Filming took place in the suburbs of Chicago.

==Reception==
The Ice Harvest opened in 1,550 theaters in North America and grossed $3.7 million, averaging $2,413 per theater and ranking 10th at the box office. The film ultimately earned $9 million in the US and $1.1 million internationally for a total of $10.2 million.

The film has a rating of 47% on Rotten Tomatoes based on 134 reviews and an average rating of 5.50/10. The consensus states: "The Ice Harvest offers a couple of laughs, but considering the people involved, it should be a lot funnier." On Metacritic, the film has a score of 62 out of 100 based on 32 reviews, indicating "generally favorable reviews". Audiences polled by CinemaScore gave the film an average grade of "D" on an A+ to F scale.
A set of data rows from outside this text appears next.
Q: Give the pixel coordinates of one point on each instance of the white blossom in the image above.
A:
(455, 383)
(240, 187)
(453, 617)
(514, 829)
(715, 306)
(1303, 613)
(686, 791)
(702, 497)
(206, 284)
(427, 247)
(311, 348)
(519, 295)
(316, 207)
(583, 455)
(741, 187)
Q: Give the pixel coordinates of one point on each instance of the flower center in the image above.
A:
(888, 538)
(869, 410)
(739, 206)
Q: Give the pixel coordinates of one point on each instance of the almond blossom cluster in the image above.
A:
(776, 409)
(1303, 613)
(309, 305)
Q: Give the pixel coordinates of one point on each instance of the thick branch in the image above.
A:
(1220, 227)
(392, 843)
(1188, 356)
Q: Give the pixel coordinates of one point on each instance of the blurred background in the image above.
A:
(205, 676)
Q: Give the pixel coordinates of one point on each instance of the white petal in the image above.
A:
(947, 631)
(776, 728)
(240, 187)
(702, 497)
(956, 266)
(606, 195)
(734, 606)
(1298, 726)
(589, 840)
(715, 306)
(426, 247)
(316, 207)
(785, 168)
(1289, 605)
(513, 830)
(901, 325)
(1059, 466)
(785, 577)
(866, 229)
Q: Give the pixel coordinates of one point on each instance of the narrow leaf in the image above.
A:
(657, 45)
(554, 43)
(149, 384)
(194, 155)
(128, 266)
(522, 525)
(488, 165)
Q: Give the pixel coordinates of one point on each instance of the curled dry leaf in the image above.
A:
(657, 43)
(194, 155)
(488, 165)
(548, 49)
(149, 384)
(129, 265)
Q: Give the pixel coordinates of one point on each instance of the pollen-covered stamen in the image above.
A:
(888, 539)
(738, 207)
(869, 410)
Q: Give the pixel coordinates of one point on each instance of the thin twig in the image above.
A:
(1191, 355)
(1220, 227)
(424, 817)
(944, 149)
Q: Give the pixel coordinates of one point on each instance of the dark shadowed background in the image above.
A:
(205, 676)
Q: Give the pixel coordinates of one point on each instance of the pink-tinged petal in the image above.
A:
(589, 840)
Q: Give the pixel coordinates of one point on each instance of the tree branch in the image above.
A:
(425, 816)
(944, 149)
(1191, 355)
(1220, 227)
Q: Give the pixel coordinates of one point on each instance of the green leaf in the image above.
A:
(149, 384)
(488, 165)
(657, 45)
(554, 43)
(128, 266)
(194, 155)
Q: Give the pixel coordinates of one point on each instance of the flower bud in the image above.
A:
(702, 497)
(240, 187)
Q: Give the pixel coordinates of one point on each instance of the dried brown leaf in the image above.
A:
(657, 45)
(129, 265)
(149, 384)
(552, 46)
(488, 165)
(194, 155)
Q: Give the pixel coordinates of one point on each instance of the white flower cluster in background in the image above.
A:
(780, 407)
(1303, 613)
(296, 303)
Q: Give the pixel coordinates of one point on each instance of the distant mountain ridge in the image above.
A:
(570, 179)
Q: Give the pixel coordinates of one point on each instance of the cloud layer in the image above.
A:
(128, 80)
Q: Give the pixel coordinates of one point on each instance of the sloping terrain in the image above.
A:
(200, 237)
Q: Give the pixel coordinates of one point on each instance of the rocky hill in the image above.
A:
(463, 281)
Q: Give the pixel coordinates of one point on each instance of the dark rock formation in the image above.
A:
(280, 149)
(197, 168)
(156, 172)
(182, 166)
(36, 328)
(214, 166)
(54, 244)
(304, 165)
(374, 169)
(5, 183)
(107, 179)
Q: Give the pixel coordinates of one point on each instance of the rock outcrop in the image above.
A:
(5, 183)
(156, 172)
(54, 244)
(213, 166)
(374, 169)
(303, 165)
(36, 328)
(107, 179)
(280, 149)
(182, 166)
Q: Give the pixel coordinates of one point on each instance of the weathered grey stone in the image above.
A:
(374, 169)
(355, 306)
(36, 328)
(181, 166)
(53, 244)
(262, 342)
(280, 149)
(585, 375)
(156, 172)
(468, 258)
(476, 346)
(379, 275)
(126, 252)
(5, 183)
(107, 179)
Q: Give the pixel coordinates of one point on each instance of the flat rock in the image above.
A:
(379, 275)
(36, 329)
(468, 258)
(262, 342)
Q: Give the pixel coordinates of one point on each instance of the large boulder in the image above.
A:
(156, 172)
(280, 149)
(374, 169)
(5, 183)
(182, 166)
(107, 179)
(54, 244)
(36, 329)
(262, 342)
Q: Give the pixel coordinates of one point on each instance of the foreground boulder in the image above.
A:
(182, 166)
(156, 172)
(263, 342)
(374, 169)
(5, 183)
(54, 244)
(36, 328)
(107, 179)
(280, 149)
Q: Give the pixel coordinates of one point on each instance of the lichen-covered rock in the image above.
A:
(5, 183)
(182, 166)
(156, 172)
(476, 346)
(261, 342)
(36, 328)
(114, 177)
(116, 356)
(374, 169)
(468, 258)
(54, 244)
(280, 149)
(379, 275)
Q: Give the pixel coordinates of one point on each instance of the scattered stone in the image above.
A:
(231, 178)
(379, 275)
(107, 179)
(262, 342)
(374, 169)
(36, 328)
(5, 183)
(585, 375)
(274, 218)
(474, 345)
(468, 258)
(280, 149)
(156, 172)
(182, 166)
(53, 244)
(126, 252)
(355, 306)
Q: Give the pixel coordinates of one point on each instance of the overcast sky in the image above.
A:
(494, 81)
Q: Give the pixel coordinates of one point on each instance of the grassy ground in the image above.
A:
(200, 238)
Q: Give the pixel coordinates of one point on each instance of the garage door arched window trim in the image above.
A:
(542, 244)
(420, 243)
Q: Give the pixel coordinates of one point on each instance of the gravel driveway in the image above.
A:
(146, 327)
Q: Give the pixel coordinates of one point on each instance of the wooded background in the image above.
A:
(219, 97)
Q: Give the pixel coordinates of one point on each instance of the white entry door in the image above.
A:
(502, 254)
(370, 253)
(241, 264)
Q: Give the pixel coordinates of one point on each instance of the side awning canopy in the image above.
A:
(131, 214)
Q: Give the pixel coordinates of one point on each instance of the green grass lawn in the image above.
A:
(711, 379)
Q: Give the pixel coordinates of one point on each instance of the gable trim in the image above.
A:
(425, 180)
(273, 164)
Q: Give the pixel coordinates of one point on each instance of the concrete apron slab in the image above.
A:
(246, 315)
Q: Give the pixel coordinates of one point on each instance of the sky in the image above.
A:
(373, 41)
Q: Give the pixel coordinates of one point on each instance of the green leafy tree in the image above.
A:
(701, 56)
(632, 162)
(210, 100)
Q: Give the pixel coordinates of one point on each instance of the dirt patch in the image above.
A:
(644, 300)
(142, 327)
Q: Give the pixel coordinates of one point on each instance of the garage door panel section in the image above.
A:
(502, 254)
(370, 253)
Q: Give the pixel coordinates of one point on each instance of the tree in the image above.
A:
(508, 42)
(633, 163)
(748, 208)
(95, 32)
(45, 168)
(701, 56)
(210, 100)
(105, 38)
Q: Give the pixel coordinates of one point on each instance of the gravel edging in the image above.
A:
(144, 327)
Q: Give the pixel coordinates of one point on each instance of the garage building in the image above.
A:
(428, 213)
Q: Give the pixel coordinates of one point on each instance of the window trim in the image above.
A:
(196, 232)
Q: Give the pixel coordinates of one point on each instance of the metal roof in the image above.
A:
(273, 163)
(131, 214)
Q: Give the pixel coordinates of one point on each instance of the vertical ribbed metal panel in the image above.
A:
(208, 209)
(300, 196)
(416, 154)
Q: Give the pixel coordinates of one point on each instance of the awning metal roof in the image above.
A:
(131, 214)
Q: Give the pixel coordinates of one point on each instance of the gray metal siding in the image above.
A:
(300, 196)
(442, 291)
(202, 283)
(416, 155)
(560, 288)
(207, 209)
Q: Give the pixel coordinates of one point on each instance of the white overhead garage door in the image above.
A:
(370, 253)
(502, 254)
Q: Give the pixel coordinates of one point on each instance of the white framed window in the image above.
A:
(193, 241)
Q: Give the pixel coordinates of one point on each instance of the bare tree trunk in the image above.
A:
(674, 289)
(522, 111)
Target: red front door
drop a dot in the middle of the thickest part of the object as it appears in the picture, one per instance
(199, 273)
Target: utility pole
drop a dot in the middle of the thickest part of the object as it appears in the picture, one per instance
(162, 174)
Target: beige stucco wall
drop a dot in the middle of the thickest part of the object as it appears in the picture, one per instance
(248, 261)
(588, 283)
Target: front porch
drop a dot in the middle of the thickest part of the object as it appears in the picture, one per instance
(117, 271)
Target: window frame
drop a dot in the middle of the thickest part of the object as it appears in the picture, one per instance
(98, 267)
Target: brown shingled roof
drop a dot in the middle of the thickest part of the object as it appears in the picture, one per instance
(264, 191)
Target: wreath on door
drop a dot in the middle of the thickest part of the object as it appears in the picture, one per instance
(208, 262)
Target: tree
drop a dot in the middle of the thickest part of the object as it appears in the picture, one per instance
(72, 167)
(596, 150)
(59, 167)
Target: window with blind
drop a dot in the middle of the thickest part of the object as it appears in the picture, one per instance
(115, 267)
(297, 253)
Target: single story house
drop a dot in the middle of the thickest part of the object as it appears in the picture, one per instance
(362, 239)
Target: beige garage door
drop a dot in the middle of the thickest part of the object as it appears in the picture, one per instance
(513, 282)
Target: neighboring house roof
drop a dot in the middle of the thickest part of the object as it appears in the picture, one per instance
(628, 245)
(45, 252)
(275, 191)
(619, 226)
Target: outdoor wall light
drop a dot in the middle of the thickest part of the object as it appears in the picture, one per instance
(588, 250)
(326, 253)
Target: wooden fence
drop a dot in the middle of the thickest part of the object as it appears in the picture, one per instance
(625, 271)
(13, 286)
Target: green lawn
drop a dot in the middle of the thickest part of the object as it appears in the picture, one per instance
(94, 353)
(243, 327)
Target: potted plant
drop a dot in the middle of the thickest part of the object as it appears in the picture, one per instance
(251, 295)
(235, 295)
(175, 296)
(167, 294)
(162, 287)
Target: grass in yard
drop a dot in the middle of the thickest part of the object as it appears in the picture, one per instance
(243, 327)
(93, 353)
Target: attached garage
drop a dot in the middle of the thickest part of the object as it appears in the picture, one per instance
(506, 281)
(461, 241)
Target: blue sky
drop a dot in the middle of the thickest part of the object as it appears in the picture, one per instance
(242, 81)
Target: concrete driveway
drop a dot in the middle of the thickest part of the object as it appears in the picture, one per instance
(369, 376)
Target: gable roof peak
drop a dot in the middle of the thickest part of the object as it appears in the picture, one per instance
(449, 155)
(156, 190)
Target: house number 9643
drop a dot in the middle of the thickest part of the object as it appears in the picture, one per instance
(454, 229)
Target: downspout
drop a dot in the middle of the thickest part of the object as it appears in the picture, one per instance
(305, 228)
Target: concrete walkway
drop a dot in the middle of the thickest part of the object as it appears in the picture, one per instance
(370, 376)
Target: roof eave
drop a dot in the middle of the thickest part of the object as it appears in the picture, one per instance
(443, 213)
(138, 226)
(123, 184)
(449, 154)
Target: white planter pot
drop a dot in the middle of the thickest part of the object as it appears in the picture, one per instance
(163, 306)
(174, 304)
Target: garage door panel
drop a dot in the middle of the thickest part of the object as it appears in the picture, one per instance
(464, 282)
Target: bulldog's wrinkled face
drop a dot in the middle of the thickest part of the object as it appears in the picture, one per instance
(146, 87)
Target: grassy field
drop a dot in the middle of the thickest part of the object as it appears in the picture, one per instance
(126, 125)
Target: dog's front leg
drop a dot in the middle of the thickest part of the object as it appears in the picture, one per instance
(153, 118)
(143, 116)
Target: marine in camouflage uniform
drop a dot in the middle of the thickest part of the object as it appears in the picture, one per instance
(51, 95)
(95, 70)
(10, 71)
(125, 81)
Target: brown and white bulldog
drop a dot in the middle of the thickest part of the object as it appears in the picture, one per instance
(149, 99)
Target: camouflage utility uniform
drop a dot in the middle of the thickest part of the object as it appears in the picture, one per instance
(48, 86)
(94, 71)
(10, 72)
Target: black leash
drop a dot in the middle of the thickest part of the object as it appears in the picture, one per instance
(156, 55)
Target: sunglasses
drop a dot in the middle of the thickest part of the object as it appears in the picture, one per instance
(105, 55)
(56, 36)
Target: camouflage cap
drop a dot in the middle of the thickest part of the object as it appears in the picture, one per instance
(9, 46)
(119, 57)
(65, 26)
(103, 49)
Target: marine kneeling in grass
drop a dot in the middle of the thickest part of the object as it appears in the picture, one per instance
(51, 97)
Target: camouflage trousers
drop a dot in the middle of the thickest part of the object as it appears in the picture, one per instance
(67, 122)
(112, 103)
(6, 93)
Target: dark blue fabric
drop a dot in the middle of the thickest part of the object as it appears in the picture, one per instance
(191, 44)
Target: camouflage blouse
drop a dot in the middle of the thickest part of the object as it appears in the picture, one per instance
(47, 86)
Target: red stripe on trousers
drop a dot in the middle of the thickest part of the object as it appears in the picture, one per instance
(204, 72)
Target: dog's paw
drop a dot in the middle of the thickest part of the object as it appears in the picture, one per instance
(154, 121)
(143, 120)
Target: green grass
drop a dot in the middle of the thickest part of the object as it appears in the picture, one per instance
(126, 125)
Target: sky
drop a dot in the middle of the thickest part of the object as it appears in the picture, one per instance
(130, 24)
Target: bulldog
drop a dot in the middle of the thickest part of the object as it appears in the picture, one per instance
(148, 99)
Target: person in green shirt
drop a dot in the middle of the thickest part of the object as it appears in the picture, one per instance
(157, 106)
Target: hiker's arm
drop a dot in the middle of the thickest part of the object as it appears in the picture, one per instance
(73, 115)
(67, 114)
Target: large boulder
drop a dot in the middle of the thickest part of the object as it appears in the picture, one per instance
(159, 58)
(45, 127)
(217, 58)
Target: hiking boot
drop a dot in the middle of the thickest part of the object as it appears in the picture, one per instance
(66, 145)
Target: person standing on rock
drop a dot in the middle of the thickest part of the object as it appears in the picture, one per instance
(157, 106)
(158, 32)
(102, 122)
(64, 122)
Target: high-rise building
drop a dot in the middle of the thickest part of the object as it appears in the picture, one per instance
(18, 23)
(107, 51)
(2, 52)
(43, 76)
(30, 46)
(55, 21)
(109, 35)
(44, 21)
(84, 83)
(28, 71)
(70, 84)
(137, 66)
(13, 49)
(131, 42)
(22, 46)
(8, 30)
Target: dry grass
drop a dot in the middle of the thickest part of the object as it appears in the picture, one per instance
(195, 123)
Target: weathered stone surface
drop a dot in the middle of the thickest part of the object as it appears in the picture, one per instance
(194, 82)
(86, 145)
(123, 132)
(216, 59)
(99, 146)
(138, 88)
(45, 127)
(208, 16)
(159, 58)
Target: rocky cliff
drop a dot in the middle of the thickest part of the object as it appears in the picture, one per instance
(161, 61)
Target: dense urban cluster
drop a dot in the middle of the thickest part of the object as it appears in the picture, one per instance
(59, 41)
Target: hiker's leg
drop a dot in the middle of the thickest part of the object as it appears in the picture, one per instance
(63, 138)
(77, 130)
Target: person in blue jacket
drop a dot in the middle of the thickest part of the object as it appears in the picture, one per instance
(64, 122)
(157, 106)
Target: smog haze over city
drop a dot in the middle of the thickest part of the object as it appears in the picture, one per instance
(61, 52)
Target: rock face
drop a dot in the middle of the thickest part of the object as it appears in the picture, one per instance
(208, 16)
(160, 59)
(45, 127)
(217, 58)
James Berardinelli of Reelviews gave the film 2 1/2 stars out of four, saying, "Despite its brevity, it seems padded, with all sorts of irrelevant scenes and dead-end subplots taking up time. [...] Next time, Ramis should work to his strengths, and film noir isn't one of them. The Ice Harvest will have melted away long before the turkey leftovers are polished off."

Roger Ebert gave the film 3 out of 4 stars and said: "I liked the movie for the quirky way it pursues humor through the drifts of greed, lust, booze, betrayal and spectacularly complicated ways to die. I liked it for Charlie's essential kindness, as when he pauses during a getaway to help a friend who has run out of gas. And for the scene-stealing pathos of Oliver Platt's drunk, who like many drunks in the legal profession achieves a rhetorical grandiosity during the final approach to oblivion. And I liked especially the way Roy, the man in the trunk, keeps on thinking positively, even after Vic puts bullets through both ends of the trunk because he can't remember which end of the trunk Roy's head is at. Maybe it's in the middle."

== Home media ==
The Ice Harvest was released on DVD and VHS on February 28, 2006, as part of the Focus Features Spotlight Series. The DVD extras consist of alternate endings, outtakes, and making-of featurettes.